What you need to know
- As Dragon’s Dogma 2 launched on PC Thursday evening, a previously hidden suite of microtransactions became available for purchase.
- Things you can buy for the single player ARPG include fast travel points, Rift Crystals for hiring Pawns and buying special items, appearance change and revival consumables, a special camping kit that weighs less than normal ones, and a few others.
- In response to the microtransactions, Dragon’s Dogma 2 is being review bombed, with the game currently sitting at “Mostly Negative” on Steam.
I get that, but they’re really exploiting their customers with impulse control issues. This is all designed to fleece whales and I think it’s a pretty disgusting practice that’s becoming too normalized
I don’t disagree, but some of the articles / reactions I’ve seen are like “you have to pay for fast travel points!” which isn’t accurate.
I’m thinking back to deus ex: mankind divided, which had a strongly negative reaction due to the fact that you could buy praxis kits. But if you played through those games…there was absolutely no reason you needed to buy praxis kits. The game was definitely not one where you would find yourself grinding out praxis kits, and in fact buying them would’ve probably spoiled the experience.
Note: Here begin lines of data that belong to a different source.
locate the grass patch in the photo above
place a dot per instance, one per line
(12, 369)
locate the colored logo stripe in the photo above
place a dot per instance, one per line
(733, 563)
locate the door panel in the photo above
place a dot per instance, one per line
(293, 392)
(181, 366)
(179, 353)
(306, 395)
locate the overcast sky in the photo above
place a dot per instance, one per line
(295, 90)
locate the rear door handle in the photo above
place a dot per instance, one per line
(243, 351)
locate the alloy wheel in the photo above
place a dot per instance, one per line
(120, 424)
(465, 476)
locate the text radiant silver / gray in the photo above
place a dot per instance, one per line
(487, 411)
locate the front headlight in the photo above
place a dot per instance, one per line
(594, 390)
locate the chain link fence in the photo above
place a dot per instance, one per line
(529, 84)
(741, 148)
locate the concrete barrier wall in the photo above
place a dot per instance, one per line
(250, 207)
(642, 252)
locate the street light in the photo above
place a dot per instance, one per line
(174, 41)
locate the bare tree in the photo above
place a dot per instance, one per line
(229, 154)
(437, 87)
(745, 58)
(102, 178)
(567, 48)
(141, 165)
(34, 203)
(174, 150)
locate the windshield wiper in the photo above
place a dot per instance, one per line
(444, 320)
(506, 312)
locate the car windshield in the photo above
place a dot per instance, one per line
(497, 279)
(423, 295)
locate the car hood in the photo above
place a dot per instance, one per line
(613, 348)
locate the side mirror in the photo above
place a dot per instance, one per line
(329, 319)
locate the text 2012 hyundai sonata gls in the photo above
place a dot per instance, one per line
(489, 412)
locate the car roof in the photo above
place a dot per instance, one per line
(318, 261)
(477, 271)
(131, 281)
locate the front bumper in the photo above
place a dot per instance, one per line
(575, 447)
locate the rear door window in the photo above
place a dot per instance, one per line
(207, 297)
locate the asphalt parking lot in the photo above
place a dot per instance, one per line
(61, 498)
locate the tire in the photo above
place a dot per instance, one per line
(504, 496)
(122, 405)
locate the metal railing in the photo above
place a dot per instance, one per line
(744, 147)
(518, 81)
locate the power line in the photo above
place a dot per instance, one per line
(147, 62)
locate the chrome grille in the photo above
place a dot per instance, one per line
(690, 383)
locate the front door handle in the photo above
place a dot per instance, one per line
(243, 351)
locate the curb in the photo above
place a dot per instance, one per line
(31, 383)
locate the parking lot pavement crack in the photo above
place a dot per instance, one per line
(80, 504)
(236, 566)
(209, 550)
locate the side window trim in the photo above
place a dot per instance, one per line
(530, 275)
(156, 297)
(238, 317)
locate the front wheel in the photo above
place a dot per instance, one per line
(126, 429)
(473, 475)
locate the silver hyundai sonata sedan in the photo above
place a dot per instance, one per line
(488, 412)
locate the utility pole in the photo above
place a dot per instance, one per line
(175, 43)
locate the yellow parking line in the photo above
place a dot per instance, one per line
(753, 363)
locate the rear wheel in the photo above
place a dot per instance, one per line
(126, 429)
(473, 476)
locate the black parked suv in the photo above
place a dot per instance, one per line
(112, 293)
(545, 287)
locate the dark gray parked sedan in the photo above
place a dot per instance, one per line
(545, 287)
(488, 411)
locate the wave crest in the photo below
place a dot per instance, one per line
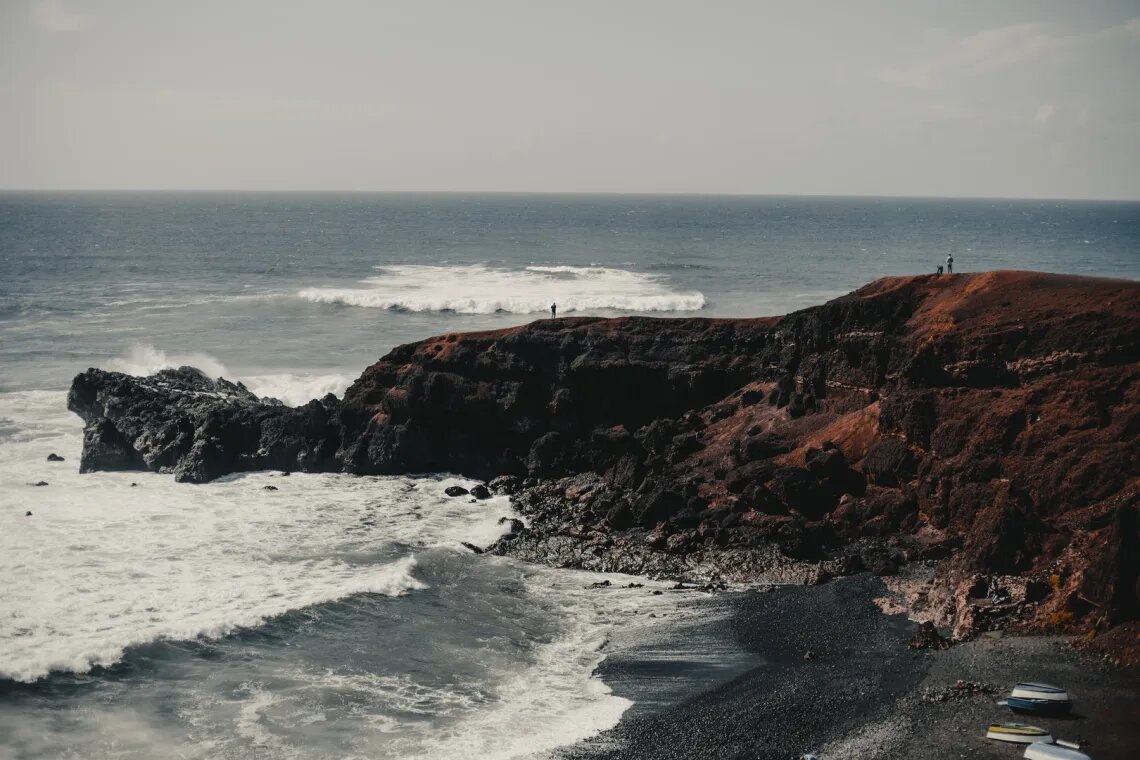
(291, 389)
(482, 289)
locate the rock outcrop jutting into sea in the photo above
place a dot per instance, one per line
(988, 422)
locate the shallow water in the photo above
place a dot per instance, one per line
(341, 617)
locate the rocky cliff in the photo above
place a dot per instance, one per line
(987, 422)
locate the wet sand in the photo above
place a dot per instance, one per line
(860, 694)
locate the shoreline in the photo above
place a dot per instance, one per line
(864, 694)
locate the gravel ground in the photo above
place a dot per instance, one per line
(861, 694)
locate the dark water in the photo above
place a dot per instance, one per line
(340, 617)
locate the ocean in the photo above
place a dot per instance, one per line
(341, 617)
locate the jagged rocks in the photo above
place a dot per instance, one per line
(961, 418)
(181, 422)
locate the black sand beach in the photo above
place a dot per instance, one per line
(863, 694)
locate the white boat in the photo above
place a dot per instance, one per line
(1032, 691)
(1039, 751)
(1018, 733)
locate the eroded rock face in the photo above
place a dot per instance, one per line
(181, 422)
(986, 421)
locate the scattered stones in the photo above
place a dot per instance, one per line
(516, 525)
(960, 691)
(682, 448)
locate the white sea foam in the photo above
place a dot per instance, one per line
(292, 389)
(483, 289)
(143, 359)
(102, 565)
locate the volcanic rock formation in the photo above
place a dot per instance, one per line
(985, 421)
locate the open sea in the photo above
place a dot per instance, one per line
(340, 617)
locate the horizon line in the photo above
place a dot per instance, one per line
(564, 193)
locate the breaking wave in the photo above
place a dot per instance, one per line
(291, 389)
(483, 289)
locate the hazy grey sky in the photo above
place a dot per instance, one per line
(912, 97)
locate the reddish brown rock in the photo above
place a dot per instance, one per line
(988, 421)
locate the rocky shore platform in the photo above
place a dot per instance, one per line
(839, 679)
(983, 426)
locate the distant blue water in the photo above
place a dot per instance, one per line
(84, 277)
(341, 617)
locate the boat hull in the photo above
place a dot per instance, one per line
(1040, 692)
(1035, 707)
(1040, 751)
(1018, 734)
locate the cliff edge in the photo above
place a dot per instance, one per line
(984, 422)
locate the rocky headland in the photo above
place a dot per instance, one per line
(970, 438)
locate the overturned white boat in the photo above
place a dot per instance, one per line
(1033, 691)
(1040, 751)
(1018, 733)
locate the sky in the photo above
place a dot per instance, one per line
(972, 98)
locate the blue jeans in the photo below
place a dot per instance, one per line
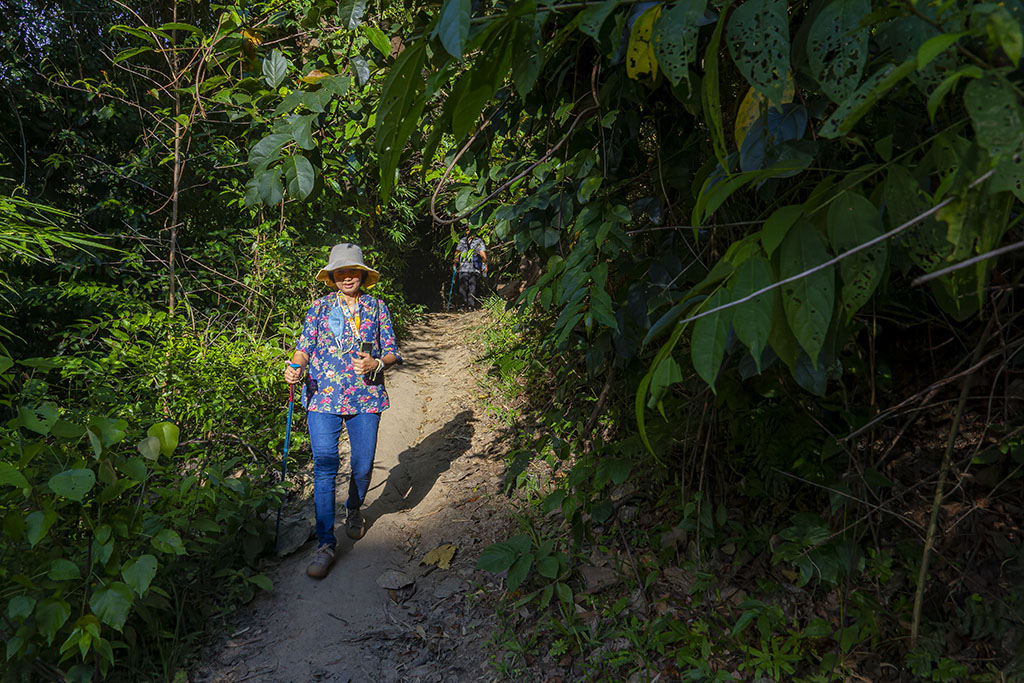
(325, 430)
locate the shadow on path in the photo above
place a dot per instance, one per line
(419, 467)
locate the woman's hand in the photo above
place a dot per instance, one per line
(294, 375)
(365, 364)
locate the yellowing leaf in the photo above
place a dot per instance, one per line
(441, 556)
(640, 59)
(750, 109)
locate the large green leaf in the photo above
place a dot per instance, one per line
(777, 225)
(39, 419)
(752, 319)
(74, 483)
(37, 524)
(112, 604)
(675, 38)
(710, 337)
(11, 476)
(138, 572)
(301, 130)
(378, 39)
(863, 98)
(852, 221)
(300, 176)
(593, 17)
(168, 434)
(50, 614)
(350, 12)
(759, 42)
(270, 187)
(808, 301)
(62, 569)
(110, 430)
(711, 98)
(274, 69)
(267, 150)
(453, 26)
(20, 607)
(497, 557)
(837, 46)
(398, 112)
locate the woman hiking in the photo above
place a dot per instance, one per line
(347, 343)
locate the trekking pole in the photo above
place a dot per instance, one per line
(451, 290)
(284, 460)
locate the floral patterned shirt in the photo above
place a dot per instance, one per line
(330, 341)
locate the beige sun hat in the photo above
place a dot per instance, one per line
(347, 256)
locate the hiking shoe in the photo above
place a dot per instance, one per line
(353, 524)
(321, 563)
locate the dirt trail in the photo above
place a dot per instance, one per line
(382, 614)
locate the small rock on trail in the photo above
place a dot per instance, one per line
(383, 613)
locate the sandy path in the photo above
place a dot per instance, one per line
(380, 614)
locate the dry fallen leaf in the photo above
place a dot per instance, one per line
(441, 556)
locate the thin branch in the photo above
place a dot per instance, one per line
(968, 263)
(833, 261)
Then there’s about a million jrpgs like the Tales of series, or falcom’s trails series, where you can buy high potency healing item kits as DLC. Again these are absolutely not needed to finish those games. But they’ll make certain achievements a lot easier. And again this has been going on for a long time.
I don’t know, while I think this stuff crosses a line (and the fact that they deliberately hide it from reviewers shows they’re well aware), the line has been steadily moving for a long time. Personally I have never once in my life bought one of these dlcs (I actually hate when they make them free in complete editions! Don’t break game balance as a “bonus”!) but obviously people do cause they keep selling them. I have no idea how gamers reset this. But at the same time, review bombs are just…kind of lame. People will be looking at steam reviews 5 years from now and not even remember what the controversy was.
No review bombs are really good actually, they are the only reason why Square patched the steam version of nier automata years later, people reviewed bomb the steam release after they released a much better port on the windows store.
Right because when I’m browsing game reviews long after whatever kerfuffle is forgotten, it’s really helpful to have to guess whether it’s a legitimate problem that was long since fixed, a controversy that had to do with a dev’s actions completely external to the game, some Andrew Tate loving incels upset because WOKE, or if it’s actually a bad game. Review bombs are childish and people have a hair trigger for them. And I don’t think they’re terribly effective. I’m also pretty sure Nier Automata only got patched due to microsoft’s gamepass requirements.
Nope, it’s another version entirely. The steam version received no patch for 4 years until the review bomb started.